Domestic flights were more packed this June than they have been in the past five years, in contrast with the usual slump in fliers’ numbers with the onset of monsoon in India.
Data from the Directorate General of Civil Aviation showed that more than eight out of every 10 seats in domestic flights were taken this June.
With the five-year average fliers’ occupancy being 79.3%, June 2011 came a close second to this mark, the data added.
“June usually marks the end of peak vacation period with schools opening in some parts of the country. However, this year with airfares remaining soft as well as attractive offers from airlines, load factors in June have been at a 5-year high,” said Sharat Dhall, president of travel portal Yatra.com.

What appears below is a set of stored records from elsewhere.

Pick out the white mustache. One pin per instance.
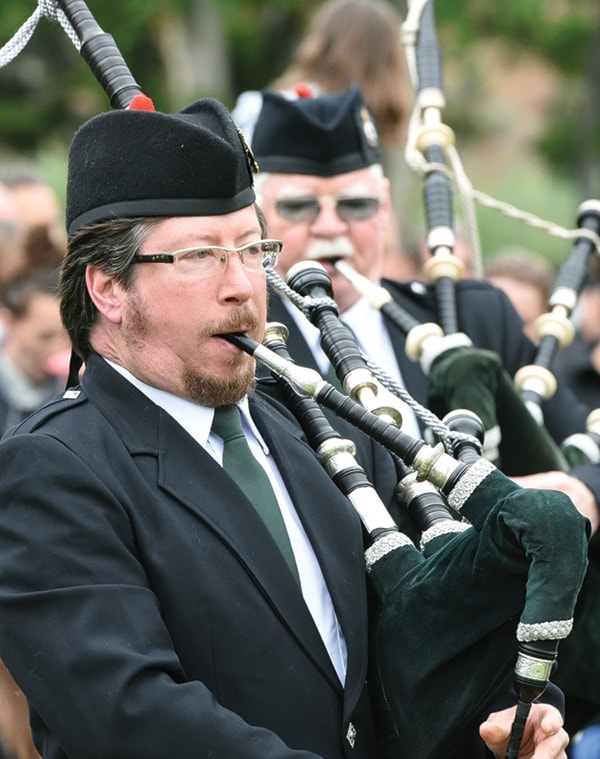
(341, 247)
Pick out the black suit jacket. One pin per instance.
(144, 609)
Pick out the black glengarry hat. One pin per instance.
(321, 136)
(130, 163)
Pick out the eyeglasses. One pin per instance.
(307, 209)
(202, 262)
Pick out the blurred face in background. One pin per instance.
(33, 339)
(327, 218)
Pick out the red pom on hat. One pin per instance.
(304, 90)
(141, 102)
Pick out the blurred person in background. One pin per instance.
(10, 233)
(354, 41)
(37, 203)
(33, 337)
(527, 278)
(578, 364)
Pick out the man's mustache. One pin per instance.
(242, 319)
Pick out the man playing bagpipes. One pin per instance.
(146, 610)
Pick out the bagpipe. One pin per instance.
(484, 606)
(493, 591)
(460, 375)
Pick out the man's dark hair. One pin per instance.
(109, 245)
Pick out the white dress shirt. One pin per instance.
(197, 421)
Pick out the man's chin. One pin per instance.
(214, 390)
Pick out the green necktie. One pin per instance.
(249, 475)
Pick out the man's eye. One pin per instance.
(201, 254)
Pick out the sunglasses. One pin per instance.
(307, 209)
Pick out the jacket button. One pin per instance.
(351, 735)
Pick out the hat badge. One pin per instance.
(369, 128)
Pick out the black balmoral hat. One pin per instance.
(322, 136)
(129, 163)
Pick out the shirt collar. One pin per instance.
(195, 418)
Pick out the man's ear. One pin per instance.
(105, 292)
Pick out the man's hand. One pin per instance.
(580, 494)
(544, 736)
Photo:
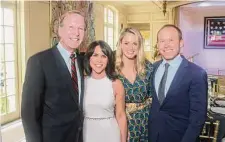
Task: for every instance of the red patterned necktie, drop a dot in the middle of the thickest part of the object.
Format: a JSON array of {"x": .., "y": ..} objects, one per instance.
[{"x": 74, "y": 73}]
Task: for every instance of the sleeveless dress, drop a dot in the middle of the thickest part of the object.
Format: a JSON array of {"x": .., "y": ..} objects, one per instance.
[
  {"x": 138, "y": 100},
  {"x": 100, "y": 124}
]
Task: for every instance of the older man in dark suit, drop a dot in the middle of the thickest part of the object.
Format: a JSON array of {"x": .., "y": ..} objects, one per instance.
[
  {"x": 179, "y": 105},
  {"x": 53, "y": 88}
]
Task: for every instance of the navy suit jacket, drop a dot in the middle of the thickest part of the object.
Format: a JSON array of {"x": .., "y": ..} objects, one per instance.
[{"x": 182, "y": 114}]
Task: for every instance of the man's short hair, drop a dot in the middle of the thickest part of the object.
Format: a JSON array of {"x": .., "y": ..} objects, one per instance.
[
  {"x": 171, "y": 26},
  {"x": 62, "y": 17}
]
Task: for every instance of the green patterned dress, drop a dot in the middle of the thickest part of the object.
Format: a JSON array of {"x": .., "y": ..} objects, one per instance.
[{"x": 138, "y": 100}]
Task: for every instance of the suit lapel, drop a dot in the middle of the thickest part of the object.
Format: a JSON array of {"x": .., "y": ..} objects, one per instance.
[
  {"x": 64, "y": 72},
  {"x": 177, "y": 79},
  {"x": 80, "y": 67},
  {"x": 156, "y": 66}
]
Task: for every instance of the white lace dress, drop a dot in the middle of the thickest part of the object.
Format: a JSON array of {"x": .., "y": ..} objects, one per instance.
[{"x": 100, "y": 124}]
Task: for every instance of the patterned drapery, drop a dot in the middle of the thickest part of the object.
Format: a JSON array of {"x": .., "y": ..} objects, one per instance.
[{"x": 60, "y": 7}]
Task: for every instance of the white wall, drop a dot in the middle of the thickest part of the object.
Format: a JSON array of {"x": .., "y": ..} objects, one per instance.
[
  {"x": 36, "y": 22},
  {"x": 192, "y": 26}
]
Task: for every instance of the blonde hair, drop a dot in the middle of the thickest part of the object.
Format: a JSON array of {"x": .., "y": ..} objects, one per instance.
[
  {"x": 140, "y": 58},
  {"x": 63, "y": 16}
]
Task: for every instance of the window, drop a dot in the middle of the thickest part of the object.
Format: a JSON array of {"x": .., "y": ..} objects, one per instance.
[
  {"x": 9, "y": 98},
  {"x": 110, "y": 26}
]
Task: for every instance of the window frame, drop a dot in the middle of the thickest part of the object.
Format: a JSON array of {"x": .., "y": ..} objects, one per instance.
[
  {"x": 113, "y": 25},
  {"x": 15, "y": 114}
]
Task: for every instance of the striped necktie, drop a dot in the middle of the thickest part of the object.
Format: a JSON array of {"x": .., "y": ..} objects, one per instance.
[{"x": 74, "y": 73}]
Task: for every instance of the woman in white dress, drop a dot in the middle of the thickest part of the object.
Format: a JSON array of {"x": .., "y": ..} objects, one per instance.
[{"x": 104, "y": 102}]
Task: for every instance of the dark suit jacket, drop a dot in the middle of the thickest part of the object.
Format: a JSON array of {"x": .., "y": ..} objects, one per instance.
[
  {"x": 50, "y": 108},
  {"x": 182, "y": 114}
]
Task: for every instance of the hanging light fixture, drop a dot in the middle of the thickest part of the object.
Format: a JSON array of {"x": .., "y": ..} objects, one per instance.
[{"x": 164, "y": 7}]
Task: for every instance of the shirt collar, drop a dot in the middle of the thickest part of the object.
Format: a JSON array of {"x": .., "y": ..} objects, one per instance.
[
  {"x": 175, "y": 62},
  {"x": 66, "y": 54}
]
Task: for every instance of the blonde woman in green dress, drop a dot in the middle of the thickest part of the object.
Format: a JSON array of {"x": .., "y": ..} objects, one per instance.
[{"x": 135, "y": 73}]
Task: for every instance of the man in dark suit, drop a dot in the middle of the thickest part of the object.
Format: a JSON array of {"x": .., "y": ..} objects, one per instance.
[
  {"x": 179, "y": 105},
  {"x": 53, "y": 89}
]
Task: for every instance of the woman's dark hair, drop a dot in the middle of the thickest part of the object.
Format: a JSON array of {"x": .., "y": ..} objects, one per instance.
[{"x": 110, "y": 67}]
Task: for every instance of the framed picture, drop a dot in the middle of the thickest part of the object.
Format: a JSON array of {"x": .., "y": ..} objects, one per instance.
[{"x": 214, "y": 32}]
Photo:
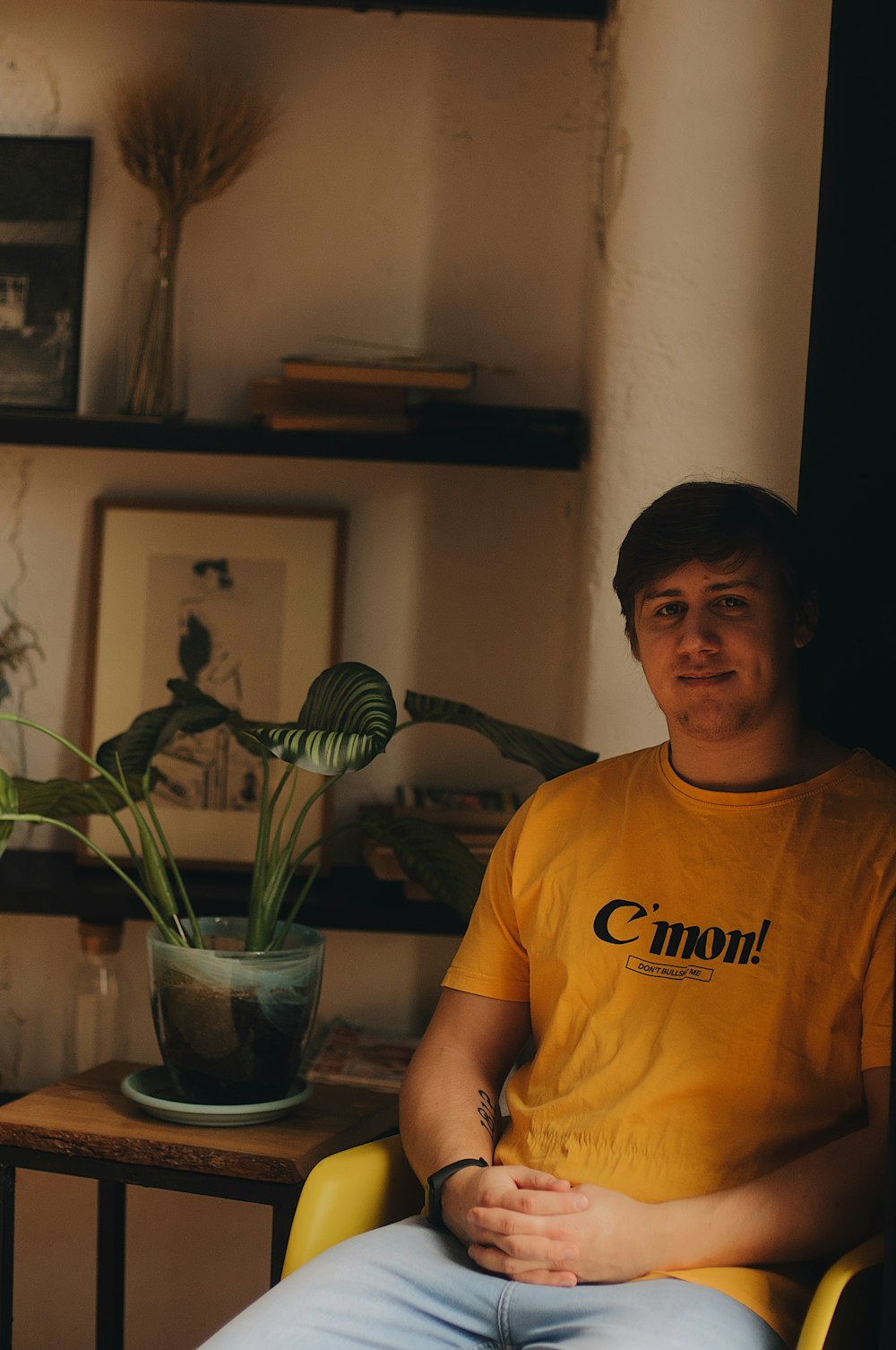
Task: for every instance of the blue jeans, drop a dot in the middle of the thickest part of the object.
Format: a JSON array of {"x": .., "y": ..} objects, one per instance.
[{"x": 408, "y": 1286}]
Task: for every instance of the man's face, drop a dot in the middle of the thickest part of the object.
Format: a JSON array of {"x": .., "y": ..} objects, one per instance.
[{"x": 717, "y": 645}]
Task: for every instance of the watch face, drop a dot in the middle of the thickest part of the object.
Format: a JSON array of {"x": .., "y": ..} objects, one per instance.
[{"x": 436, "y": 1181}]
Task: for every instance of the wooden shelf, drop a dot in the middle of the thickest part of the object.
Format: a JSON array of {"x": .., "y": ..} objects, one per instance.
[
  {"x": 54, "y": 882},
  {"x": 447, "y": 434},
  {"x": 591, "y": 10}
]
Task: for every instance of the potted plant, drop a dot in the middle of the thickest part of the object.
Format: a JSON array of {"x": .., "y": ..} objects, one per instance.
[{"x": 234, "y": 1000}]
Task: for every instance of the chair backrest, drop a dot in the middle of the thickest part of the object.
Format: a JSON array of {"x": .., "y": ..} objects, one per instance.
[
  {"x": 845, "y": 1309},
  {"x": 352, "y": 1192}
]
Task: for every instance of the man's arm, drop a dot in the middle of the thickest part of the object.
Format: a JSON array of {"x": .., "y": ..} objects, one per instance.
[
  {"x": 818, "y": 1205},
  {"x": 450, "y": 1110}
]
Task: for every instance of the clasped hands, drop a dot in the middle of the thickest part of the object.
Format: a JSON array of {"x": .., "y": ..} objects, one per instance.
[{"x": 538, "y": 1229}]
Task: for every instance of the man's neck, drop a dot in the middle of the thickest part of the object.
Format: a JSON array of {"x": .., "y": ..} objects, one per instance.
[{"x": 754, "y": 763}]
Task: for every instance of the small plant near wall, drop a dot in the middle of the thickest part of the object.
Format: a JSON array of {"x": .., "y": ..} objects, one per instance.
[
  {"x": 19, "y": 647},
  {"x": 347, "y": 720},
  {"x": 234, "y": 1000}
]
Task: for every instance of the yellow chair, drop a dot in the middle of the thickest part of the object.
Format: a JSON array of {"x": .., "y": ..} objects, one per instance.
[
  {"x": 352, "y": 1192},
  {"x": 362, "y": 1189}
]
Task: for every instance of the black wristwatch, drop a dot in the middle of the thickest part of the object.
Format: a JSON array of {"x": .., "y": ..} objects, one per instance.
[{"x": 436, "y": 1181}]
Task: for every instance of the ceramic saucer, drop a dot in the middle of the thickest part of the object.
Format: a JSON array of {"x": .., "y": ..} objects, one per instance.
[{"x": 154, "y": 1091}]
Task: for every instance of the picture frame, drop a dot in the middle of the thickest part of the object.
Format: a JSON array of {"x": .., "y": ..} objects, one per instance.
[
  {"x": 246, "y": 602},
  {"x": 46, "y": 183}
]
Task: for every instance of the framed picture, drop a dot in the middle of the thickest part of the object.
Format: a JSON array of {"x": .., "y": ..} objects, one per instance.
[
  {"x": 245, "y": 603},
  {"x": 42, "y": 242}
]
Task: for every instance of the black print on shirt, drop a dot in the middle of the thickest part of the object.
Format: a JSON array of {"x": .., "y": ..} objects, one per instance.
[{"x": 621, "y": 922}]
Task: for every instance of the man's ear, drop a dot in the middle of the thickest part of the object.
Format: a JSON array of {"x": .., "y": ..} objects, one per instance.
[{"x": 806, "y": 623}]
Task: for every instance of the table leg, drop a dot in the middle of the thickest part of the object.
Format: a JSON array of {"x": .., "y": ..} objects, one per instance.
[
  {"x": 109, "y": 1265},
  {"x": 281, "y": 1227},
  {"x": 7, "y": 1234}
]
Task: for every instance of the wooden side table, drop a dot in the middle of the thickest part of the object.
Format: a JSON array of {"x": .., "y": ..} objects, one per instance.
[{"x": 84, "y": 1126}]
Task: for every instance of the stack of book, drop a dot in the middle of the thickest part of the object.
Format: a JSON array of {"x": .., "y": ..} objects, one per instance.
[
  {"x": 477, "y": 817},
  {"x": 317, "y": 393}
]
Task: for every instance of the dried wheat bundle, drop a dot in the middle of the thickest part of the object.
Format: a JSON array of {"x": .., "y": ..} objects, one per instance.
[{"x": 188, "y": 136}]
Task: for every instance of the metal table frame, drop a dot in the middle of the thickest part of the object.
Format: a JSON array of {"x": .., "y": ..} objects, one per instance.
[{"x": 112, "y": 1180}]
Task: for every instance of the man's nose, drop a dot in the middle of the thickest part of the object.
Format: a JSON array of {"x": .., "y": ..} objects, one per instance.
[{"x": 698, "y": 634}]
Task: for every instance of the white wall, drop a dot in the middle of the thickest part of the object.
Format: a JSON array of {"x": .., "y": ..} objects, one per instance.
[
  {"x": 701, "y": 306},
  {"x": 474, "y": 229}
]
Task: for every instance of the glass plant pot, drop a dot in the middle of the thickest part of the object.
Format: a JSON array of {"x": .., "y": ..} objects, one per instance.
[{"x": 232, "y": 1025}]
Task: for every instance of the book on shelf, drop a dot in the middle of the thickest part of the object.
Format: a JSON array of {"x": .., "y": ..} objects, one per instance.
[
  {"x": 471, "y": 809},
  {"x": 344, "y": 1051},
  {"x": 404, "y": 371},
  {"x": 292, "y": 404}
]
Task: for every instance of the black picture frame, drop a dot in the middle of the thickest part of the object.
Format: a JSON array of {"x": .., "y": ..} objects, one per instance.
[{"x": 45, "y": 186}]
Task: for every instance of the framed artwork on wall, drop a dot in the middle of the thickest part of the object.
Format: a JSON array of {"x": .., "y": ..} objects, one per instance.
[
  {"x": 245, "y": 603},
  {"x": 42, "y": 245}
]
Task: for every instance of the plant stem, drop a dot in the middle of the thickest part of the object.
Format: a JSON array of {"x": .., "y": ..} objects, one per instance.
[{"x": 63, "y": 825}]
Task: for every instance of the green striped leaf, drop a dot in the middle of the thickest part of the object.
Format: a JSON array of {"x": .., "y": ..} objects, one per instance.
[
  {"x": 432, "y": 856},
  {"x": 347, "y": 720},
  {"x": 152, "y": 731},
  {"x": 8, "y": 805},
  {"x": 548, "y": 754}
]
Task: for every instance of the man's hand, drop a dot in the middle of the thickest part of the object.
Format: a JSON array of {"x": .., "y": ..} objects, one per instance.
[
  {"x": 512, "y": 1191},
  {"x": 597, "y": 1237}
]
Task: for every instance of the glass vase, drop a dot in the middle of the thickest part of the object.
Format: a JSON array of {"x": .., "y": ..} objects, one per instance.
[
  {"x": 232, "y": 1025},
  {"x": 154, "y": 373}
]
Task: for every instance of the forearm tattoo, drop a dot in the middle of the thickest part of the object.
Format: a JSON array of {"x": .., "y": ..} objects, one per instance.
[{"x": 487, "y": 1112}]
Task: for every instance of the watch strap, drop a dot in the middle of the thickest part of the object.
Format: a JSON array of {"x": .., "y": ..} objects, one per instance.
[{"x": 435, "y": 1186}]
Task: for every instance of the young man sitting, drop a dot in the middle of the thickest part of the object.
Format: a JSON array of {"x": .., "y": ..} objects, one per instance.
[{"x": 699, "y": 939}]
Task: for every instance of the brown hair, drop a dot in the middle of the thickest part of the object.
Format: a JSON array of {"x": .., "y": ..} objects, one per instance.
[{"x": 712, "y": 523}]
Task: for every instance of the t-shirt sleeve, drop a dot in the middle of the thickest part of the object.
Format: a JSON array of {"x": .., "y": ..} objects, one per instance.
[
  {"x": 491, "y": 959},
  {"x": 877, "y": 1000}
]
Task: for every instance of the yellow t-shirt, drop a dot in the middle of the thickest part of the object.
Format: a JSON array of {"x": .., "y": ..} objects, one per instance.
[{"x": 707, "y": 973}]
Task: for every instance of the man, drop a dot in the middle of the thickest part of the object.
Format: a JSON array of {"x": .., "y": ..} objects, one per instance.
[{"x": 701, "y": 939}]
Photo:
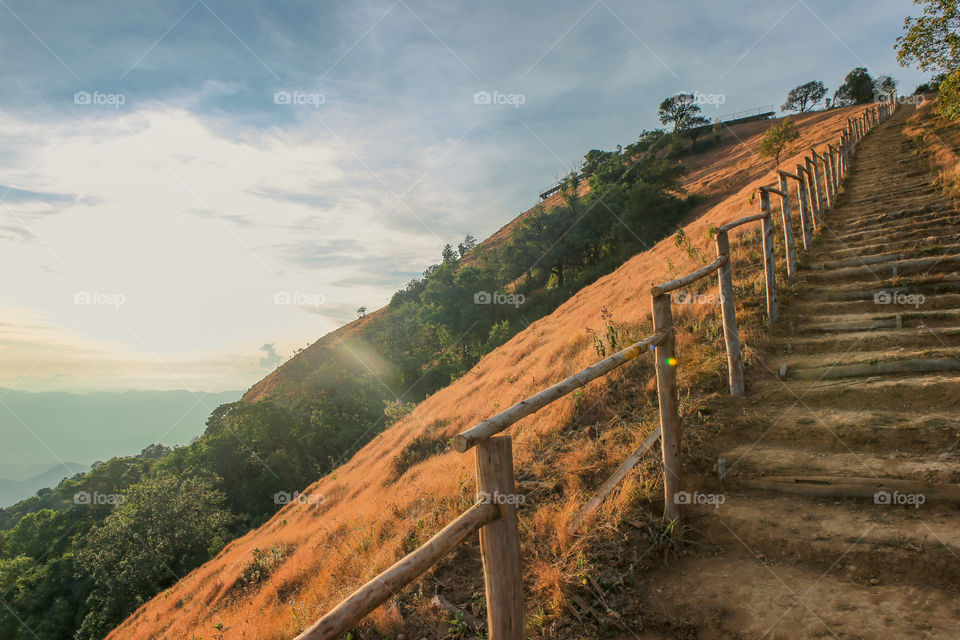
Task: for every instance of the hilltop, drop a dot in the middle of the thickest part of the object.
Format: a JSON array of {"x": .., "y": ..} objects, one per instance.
[{"x": 405, "y": 484}]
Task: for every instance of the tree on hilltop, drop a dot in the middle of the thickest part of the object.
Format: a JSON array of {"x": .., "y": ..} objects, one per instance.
[
  {"x": 932, "y": 42},
  {"x": 683, "y": 112},
  {"x": 804, "y": 97},
  {"x": 857, "y": 88},
  {"x": 777, "y": 138}
]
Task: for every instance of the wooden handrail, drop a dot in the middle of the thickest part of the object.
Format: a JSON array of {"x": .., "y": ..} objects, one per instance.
[
  {"x": 492, "y": 426},
  {"x": 773, "y": 190},
  {"x": 496, "y": 522},
  {"x": 702, "y": 272},
  {"x": 742, "y": 221},
  {"x": 381, "y": 588}
]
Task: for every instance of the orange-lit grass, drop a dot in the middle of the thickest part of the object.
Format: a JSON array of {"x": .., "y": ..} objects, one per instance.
[{"x": 367, "y": 521}]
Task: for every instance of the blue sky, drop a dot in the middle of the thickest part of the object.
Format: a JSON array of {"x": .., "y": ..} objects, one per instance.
[{"x": 183, "y": 184}]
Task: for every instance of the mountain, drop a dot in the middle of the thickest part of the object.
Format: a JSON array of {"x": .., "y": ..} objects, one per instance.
[
  {"x": 12, "y": 491},
  {"x": 406, "y": 483}
]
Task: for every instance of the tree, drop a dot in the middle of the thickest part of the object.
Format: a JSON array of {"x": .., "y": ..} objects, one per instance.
[
  {"x": 469, "y": 243},
  {"x": 167, "y": 527},
  {"x": 884, "y": 86},
  {"x": 857, "y": 88},
  {"x": 932, "y": 85},
  {"x": 806, "y": 96},
  {"x": 932, "y": 42},
  {"x": 683, "y": 112},
  {"x": 777, "y": 138}
]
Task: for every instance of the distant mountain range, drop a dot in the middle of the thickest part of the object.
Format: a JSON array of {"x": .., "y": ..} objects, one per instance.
[
  {"x": 15, "y": 490},
  {"x": 42, "y": 431}
]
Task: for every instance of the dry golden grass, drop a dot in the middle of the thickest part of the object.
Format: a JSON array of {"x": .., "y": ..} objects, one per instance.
[{"x": 369, "y": 519}]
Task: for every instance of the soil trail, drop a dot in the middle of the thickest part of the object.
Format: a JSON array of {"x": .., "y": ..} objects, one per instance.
[{"x": 861, "y": 390}]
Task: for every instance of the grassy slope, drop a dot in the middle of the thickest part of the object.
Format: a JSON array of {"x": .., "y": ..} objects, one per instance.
[{"x": 360, "y": 520}]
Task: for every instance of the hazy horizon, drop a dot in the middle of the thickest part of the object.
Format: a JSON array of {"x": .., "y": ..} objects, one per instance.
[{"x": 192, "y": 192}]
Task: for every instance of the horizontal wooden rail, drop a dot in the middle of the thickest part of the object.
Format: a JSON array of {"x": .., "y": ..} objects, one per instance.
[
  {"x": 703, "y": 272},
  {"x": 492, "y": 426},
  {"x": 380, "y": 589},
  {"x": 820, "y": 179},
  {"x": 743, "y": 221},
  {"x": 773, "y": 190}
]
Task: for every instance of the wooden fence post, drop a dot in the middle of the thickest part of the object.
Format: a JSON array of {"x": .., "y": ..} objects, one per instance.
[
  {"x": 806, "y": 216},
  {"x": 789, "y": 249},
  {"x": 818, "y": 182},
  {"x": 728, "y": 312},
  {"x": 834, "y": 168},
  {"x": 669, "y": 414},
  {"x": 824, "y": 168},
  {"x": 814, "y": 193},
  {"x": 500, "y": 540},
  {"x": 769, "y": 265}
]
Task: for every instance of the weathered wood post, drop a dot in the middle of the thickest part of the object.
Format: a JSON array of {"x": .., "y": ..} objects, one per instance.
[
  {"x": 728, "y": 311},
  {"x": 812, "y": 190},
  {"x": 769, "y": 264},
  {"x": 806, "y": 216},
  {"x": 834, "y": 168},
  {"x": 789, "y": 249},
  {"x": 823, "y": 200},
  {"x": 824, "y": 167},
  {"x": 500, "y": 540},
  {"x": 666, "y": 363}
]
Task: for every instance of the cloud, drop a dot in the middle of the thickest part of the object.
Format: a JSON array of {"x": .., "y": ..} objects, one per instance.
[
  {"x": 270, "y": 358},
  {"x": 199, "y": 196}
]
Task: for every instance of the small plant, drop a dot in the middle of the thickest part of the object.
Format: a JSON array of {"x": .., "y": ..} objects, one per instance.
[
  {"x": 682, "y": 242},
  {"x": 263, "y": 564},
  {"x": 220, "y": 631},
  {"x": 458, "y": 626},
  {"x": 395, "y": 410},
  {"x": 610, "y": 340}
]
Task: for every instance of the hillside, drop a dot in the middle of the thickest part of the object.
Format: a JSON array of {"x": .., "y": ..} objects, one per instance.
[
  {"x": 713, "y": 174},
  {"x": 390, "y": 496}
]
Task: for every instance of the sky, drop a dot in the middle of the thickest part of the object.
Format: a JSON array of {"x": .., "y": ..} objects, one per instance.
[{"x": 190, "y": 190}]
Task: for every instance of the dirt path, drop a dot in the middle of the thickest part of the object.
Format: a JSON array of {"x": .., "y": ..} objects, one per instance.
[{"x": 862, "y": 382}]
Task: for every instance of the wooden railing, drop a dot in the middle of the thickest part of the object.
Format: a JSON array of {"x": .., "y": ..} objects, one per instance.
[{"x": 494, "y": 515}]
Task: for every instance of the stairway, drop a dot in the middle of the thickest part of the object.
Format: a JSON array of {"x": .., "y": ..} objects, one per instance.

He added that low oil prices and increasing capacity kept airfares low which pushed domestic traffic to grow.
Industry observers added that the trend assumed more importance because the number of domestic airlines has also gone up. “At least five new airlines have started operations over the past two years. Although some of them are regional carriers, it has immensely increased the number of the seats for domestic air travellers across the country,” said a member of the Civil Aviation Economic Advisory Council, a government appointed independent panel set up to address air travellers’ grievances.
Some travel companies have reported an almost three-fold rise in bookings during July and September, which is usually considered an “off-season”.
“Last few years have witnessed a dip in travel bookings as the four monsoon months are considered lean. However, this year rains have not acted as a deterrent for travellers,” said Rajesh Magow, co-founder and chief executive officer of MakeMyTrip.
He added that the portal recorded 2.8 times rise in bookings including 85% spike in international trips.